Burton’s opinion on issues surrounding the sport holds by far more weight than anybody else’s in the garage area, even Mark Martin’s. Because Burton is a veteran who typically knows what’s going on in the sport better than any other driver, he is looked up to as the leader of the garage area.
But on Sunday, Burton threw his peers under the bus, and the future politician demonstrated some severely flawed leadership skills.
Burton was a little hot-under-the-collar after a late-race incident with Kyle Busch. He had a car capable of challenging for the win, but when Kyle Busch went all Kyle Busch on Burton during a late restart, contact between the two cut down Burton’s tire, and he finished well outside the top 20.
Burton had some words with Busch after the race, then said this in his post-race interview:
“I don’t care if he wants to race aggressively, as long as it doesn’t involve me. If it involves me, then I’ve got a problem.”

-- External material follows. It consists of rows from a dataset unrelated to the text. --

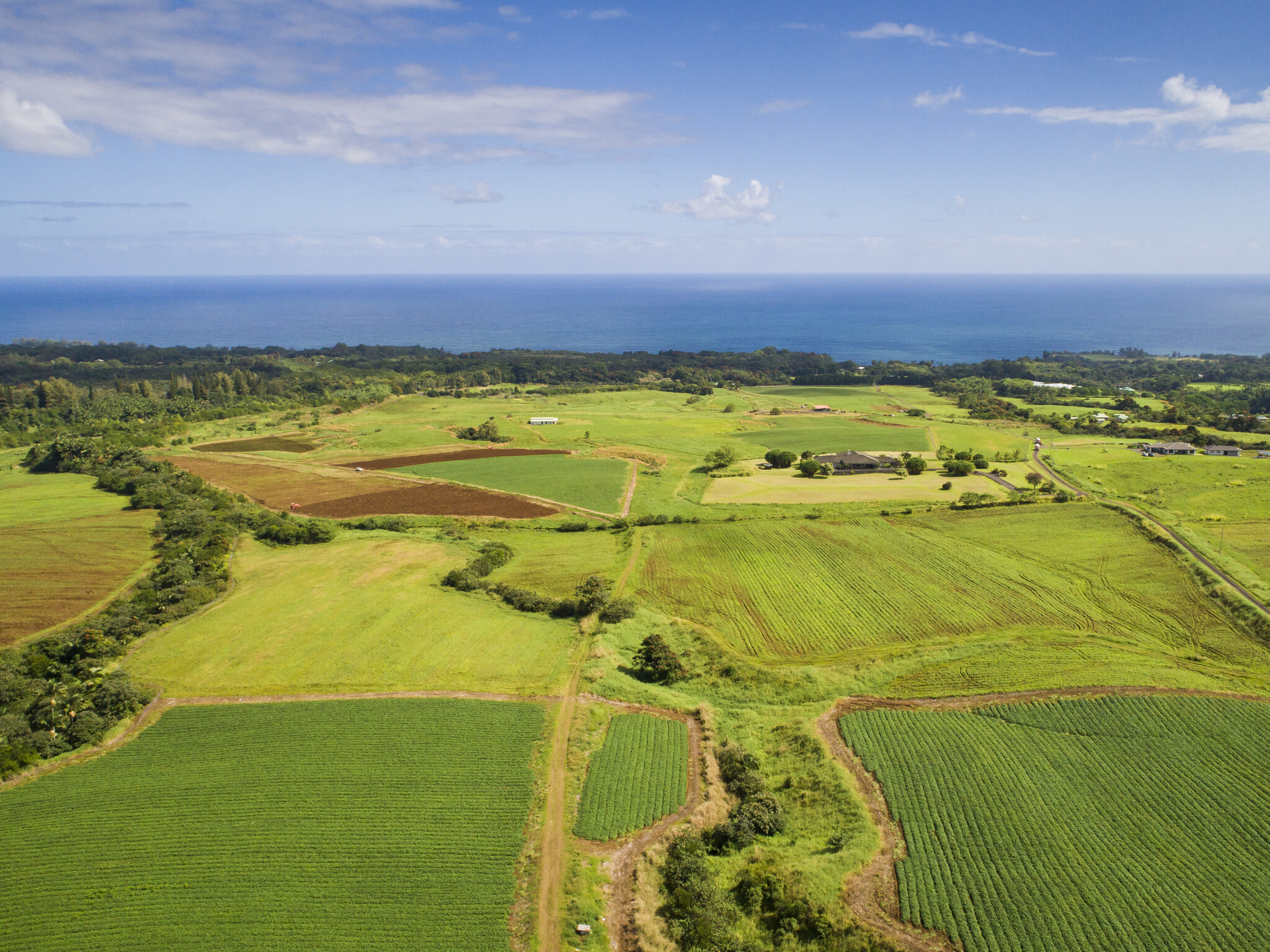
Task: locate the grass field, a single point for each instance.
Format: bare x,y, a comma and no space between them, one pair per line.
591,484
1133,823
339,826
361,614
831,436
789,487
848,591
637,778
64,546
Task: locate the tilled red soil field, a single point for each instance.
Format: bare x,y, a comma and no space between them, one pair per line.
432,499
397,461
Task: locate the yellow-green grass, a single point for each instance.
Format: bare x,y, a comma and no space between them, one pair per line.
1191,487
337,826
361,614
1081,824
588,484
868,588
554,563
789,487
830,434
64,546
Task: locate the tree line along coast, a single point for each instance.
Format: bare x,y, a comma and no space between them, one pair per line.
665,637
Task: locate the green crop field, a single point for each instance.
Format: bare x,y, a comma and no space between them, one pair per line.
339,826
591,484
64,546
842,591
362,614
831,436
637,778
1114,823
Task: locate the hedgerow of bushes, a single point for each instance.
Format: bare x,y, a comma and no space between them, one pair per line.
55,694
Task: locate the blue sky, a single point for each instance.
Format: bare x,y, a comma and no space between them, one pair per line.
447,136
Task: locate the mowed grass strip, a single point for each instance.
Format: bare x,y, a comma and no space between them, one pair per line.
1116,823
361,614
591,484
639,776
64,546
812,589
826,434
385,824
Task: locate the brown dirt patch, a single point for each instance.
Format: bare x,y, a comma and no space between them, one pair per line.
394,462
254,444
432,499
342,494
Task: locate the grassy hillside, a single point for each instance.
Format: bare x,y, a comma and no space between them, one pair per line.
64,546
339,826
1076,576
1118,823
361,614
591,484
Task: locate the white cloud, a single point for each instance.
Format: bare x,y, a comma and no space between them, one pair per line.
1237,127
29,126
488,122
911,31
783,106
748,205
936,100
893,31
459,196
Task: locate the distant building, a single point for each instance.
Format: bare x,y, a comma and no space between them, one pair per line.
851,461
1169,450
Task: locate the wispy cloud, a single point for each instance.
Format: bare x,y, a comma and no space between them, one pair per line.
911,31
8,203
938,100
783,106
484,123
751,203
1236,127
481,195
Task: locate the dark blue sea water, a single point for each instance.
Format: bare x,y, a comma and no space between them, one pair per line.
939,318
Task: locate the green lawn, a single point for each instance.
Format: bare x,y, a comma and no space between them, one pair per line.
1064,587
591,484
64,546
831,436
1113,823
388,824
637,778
361,614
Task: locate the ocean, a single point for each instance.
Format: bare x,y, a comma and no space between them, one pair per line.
863,318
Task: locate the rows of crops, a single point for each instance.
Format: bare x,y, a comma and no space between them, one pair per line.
818,588
637,778
334,826
1098,824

I know it may sound like I’m coming down hard on Burton here. After all, if somebody like Denny Hamlin or Greg Biffle had said that, I wouldn’t have a problem.
But Burton is supposed to be a leader. He holds himself to high standards, as do the fans. And for somebody who wants to be a politician after he retires, Burton had best start demonstrating some better leadership skills. Because in the world of politics, looking out for number one isn’t very popular.